Health effects due to motor vehicle air pollution in New Zealand, report to Ministry of Transport, March 2002.

This report estimated that about 400 people aged 30 and over die prematurely each year from exposure to microscopic particles from vehicle emissions. By comparison, in 2001, 454 people died from road accidents, of whom 243 were aged 30 years and over. The effects of air pollution include coughing, wheezing, reduced lung function, lung cancer, heart attacks, strokes, high blood pressure, and asthma. The study did not look at increases in asthma attacks, other illnesses, family doctor visits, and hospital admissions. The authors of the report are GW Fisher, KA Rolfe, T Kjellstrom, A Woodward, S Hales, AP Sturman, S Kingham, J Petersen, R Shrestha, and D King.

The Ministry of Transport commissioned the report. It is available at

World Health Day

On April 7 each year the world celebrates World Health Day when thousands of events mark the importance of health for productive and happy lives. This year, the theme is Healthy Environments for Children. The Director General of the World Health Organisation, Dr Gro Harlem Brundtland, says: The biggest threats to children’s health lurk in the very places that should be safest – home, school and community. Every year over 5 million children ages 0 to 14 die, mainly in the developing world, from diseases related to their environments - the places where they live, learn and play. These diseases include diarrhoea, malaria as well as other vector-borne diseases, acute respiratory infections and unintentional injuries (accidents).

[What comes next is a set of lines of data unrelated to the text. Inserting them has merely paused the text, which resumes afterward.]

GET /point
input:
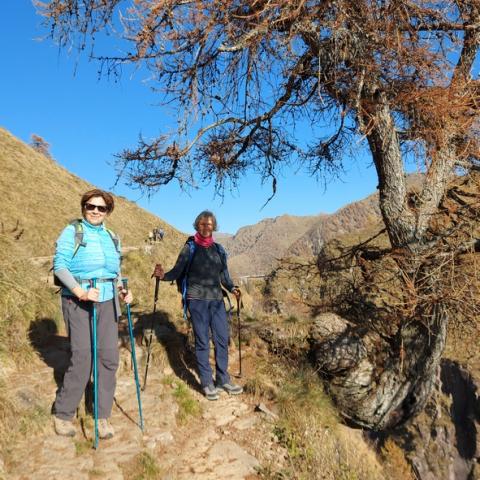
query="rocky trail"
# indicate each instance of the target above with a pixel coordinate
(226, 439)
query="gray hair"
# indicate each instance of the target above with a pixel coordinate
(205, 214)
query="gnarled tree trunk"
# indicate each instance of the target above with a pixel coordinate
(378, 383)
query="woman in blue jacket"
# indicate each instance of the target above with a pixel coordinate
(85, 250)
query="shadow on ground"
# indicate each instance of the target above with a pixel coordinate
(54, 349)
(175, 341)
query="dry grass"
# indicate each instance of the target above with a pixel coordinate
(395, 464)
(318, 445)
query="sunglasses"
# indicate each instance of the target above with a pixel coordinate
(90, 207)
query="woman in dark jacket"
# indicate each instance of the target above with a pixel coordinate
(206, 263)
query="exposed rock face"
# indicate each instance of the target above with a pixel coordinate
(374, 384)
(443, 442)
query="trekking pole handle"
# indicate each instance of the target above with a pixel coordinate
(157, 284)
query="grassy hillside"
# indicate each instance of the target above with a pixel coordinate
(40, 197)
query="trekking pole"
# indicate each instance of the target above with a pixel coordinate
(134, 357)
(93, 284)
(155, 298)
(239, 327)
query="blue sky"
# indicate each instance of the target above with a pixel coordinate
(87, 120)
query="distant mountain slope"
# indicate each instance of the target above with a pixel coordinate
(39, 197)
(352, 217)
(255, 249)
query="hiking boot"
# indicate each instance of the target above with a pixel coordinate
(231, 388)
(211, 392)
(65, 428)
(105, 430)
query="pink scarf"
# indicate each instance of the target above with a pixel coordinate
(203, 241)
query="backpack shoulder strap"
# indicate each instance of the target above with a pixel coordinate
(222, 252)
(191, 249)
(78, 239)
(115, 239)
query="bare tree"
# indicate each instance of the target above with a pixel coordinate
(395, 75)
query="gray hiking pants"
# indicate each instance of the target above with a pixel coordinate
(77, 316)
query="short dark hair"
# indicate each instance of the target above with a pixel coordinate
(205, 214)
(107, 197)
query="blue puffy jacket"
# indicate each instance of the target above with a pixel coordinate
(98, 258)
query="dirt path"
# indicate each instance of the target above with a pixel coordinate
(226, 439)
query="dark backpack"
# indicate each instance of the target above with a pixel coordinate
(77, 223)
(182, 280)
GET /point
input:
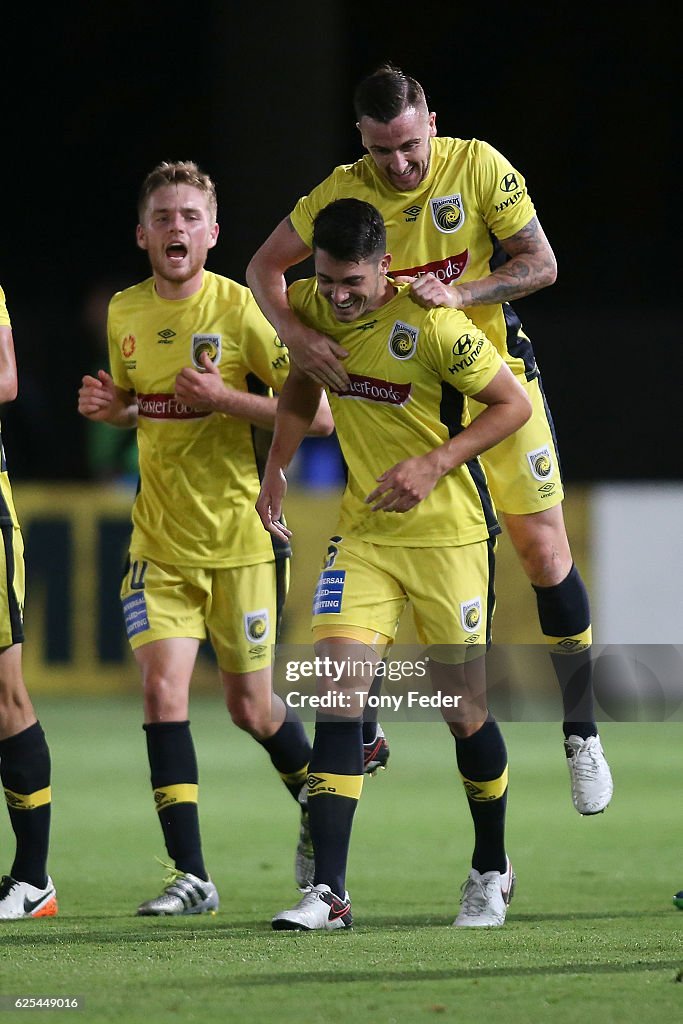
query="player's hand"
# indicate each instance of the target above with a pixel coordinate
(96, 395)
(319, 356)
(403, 279)
(202, 389)
(429, 293)
(269, 503)
(404, 485)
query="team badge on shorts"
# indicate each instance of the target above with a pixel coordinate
(470, 614)
(257, 626)
(402, 340)
(541, 463)
(209, 343)
(447, 213)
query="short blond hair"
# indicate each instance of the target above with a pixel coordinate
(179, 172)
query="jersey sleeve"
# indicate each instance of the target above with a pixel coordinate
(264, 353)
(458, 351)
(504, 200)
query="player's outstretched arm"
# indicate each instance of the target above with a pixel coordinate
(207, 390)
(297, 407)
(313, 352)
(409, 482)
(8, 379)
(99, 398)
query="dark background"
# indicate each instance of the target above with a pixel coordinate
(584, 102)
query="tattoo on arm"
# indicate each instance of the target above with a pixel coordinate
(530, 267)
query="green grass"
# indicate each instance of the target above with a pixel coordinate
(592, 930)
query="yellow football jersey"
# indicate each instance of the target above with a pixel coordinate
(410, 369)
(447, 225)
(199, 471)
(7, 511)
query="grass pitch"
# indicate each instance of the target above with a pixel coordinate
(591, 934)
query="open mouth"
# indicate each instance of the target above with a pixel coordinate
(176, 251)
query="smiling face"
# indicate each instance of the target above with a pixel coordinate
(400, 147)
(352, 289)
(176, 232)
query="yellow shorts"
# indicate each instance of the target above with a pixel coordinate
(12, 583)
(523, 471)
(366, 587)
(238, 608)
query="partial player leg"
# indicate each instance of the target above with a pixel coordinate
(25, 770)
(541, 542)
(482, 763)
(254, 708)
(335, 783)
(166, 667)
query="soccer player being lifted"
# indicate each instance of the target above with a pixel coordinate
(416, 524)
(460, 220)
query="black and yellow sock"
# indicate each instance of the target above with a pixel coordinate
(482, 762)
(335, 783)
(25, 770)
(289, 750)
(564, 614)
(175, 782)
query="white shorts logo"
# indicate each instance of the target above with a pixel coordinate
(541, 463)
(209, 343)
(470, 614)
(257, 626)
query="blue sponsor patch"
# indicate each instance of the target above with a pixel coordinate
(329, 592)
(135, 614)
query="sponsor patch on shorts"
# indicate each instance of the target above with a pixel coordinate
(541, 462)
(257, 626)
(135, 613)
(329, 593)
(470, 614)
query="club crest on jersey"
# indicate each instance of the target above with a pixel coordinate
(447, 213)
(470, 614)
(402, 340)
(209, 343)
(541, 462)
(257, 626)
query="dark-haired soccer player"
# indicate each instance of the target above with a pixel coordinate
(460, 220)
(399, 428)
(25, 758)
(194, 364)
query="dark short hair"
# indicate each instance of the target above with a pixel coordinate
(386, 93)
(350, 230)
(178, 172)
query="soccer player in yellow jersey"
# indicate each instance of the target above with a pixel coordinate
(460, 222)
(399, 428)
(194, 364)
(25, 758)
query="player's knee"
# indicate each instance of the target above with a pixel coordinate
(545, 556)
(248, 715)
(163, 700)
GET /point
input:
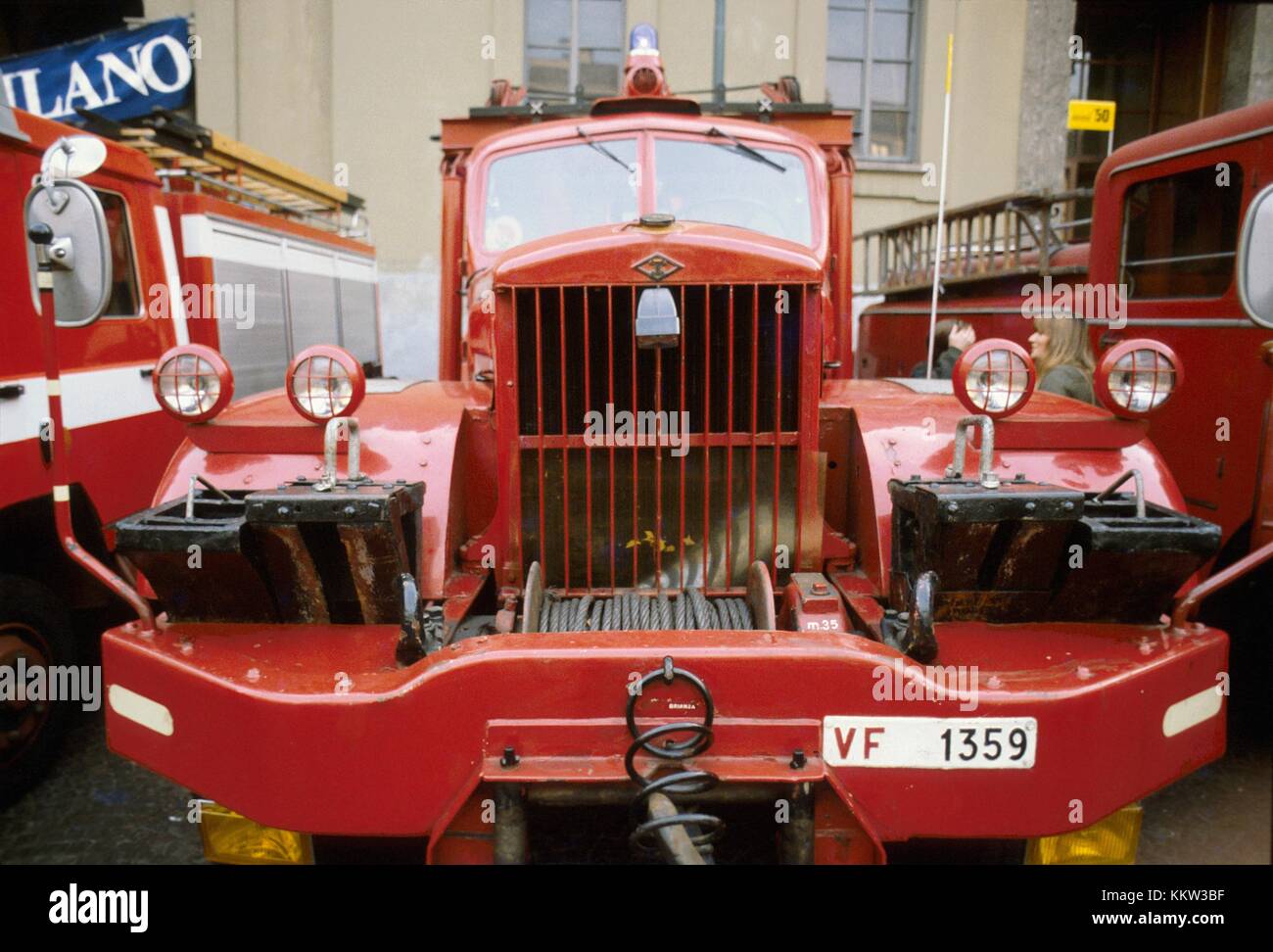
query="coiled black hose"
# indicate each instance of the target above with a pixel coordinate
(690, 611)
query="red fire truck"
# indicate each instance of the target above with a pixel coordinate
(209, 243)
(1159, 262)
(644, 570)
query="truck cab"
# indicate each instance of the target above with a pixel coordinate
(207, 242)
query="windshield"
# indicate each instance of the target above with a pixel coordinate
(730, 183)
(547, 191)
(594, 181)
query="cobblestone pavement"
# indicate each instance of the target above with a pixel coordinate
(97, 807)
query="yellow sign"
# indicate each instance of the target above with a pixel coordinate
(1091, 114)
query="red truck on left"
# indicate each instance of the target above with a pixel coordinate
(207, 242)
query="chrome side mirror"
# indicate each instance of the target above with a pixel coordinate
(1255, 260)
(69, 245)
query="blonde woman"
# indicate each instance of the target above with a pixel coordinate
(1063, 357)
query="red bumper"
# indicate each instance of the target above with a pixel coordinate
(316, 730)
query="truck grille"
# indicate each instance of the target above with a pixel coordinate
(606, 517)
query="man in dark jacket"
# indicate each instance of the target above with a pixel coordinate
(950, 340)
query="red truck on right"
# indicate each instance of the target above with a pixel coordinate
(1170, 230)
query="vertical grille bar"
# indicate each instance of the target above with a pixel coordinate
(539, 385)
(680, 538)
(565, 447)
(636, 536)
(729, 455)
(778, 423)
(587, 451)
(658, 474)
(707, 429)
(610, 356)
(755, 391)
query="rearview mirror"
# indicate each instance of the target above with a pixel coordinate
(68, 239)
(1255, 260)
(72, 157)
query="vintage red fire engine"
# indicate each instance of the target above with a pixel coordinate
(813, 619)
(207, 242)
(1163, 262)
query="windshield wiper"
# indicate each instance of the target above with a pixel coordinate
(743, 149)
(602, 149)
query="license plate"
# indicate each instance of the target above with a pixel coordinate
(932, 743)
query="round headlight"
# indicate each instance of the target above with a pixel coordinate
(192, 382)
(325, 381)
(994, 377)
(1137, 377)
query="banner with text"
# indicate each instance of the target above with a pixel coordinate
(121, 74)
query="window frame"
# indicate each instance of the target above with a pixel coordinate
(130, 234)
(1124, 233)
(862, 114)
(572, 50)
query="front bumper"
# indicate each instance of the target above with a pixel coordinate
(314, 728)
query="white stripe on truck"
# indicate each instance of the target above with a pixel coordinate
(89, 398)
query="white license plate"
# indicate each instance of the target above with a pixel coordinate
(932, 743)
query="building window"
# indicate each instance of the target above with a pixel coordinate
(1180, 234)
(574, 47)
(876, 79)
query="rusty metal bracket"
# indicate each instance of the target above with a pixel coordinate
(985, 463)
(338, 426)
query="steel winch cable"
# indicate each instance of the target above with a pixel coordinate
(690, 611)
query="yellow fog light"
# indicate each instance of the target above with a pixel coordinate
(232, 837)
(1111, 841)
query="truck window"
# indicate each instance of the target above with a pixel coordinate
(123, 268)
(547, 191)
(1180, 234)
(763, 190)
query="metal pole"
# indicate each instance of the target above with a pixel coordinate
(718, 55)
(941, 205)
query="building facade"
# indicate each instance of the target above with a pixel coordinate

These deaths can be prevented. We know what to do. Strategies have been developed to combat these threats to children’s health. They need to be implemented on a global and national scale. So this year’s World Health Day is dedicated to ensuring Healthy Environments for Children.

We all need to do more to tackle environmental risks to children’s health. As you will see in this brochure, the burden of disease from environment-related diseases is great and falls disproportionately on children. In September 2002, WHO launched the Healthy Environments for Children Initiative.

. . . Every child has the right to grow up in a healthy home, school and community. The future development of our children – and of their world – depends on their enjoying good health now. (World Health Day Brochure, Introduction).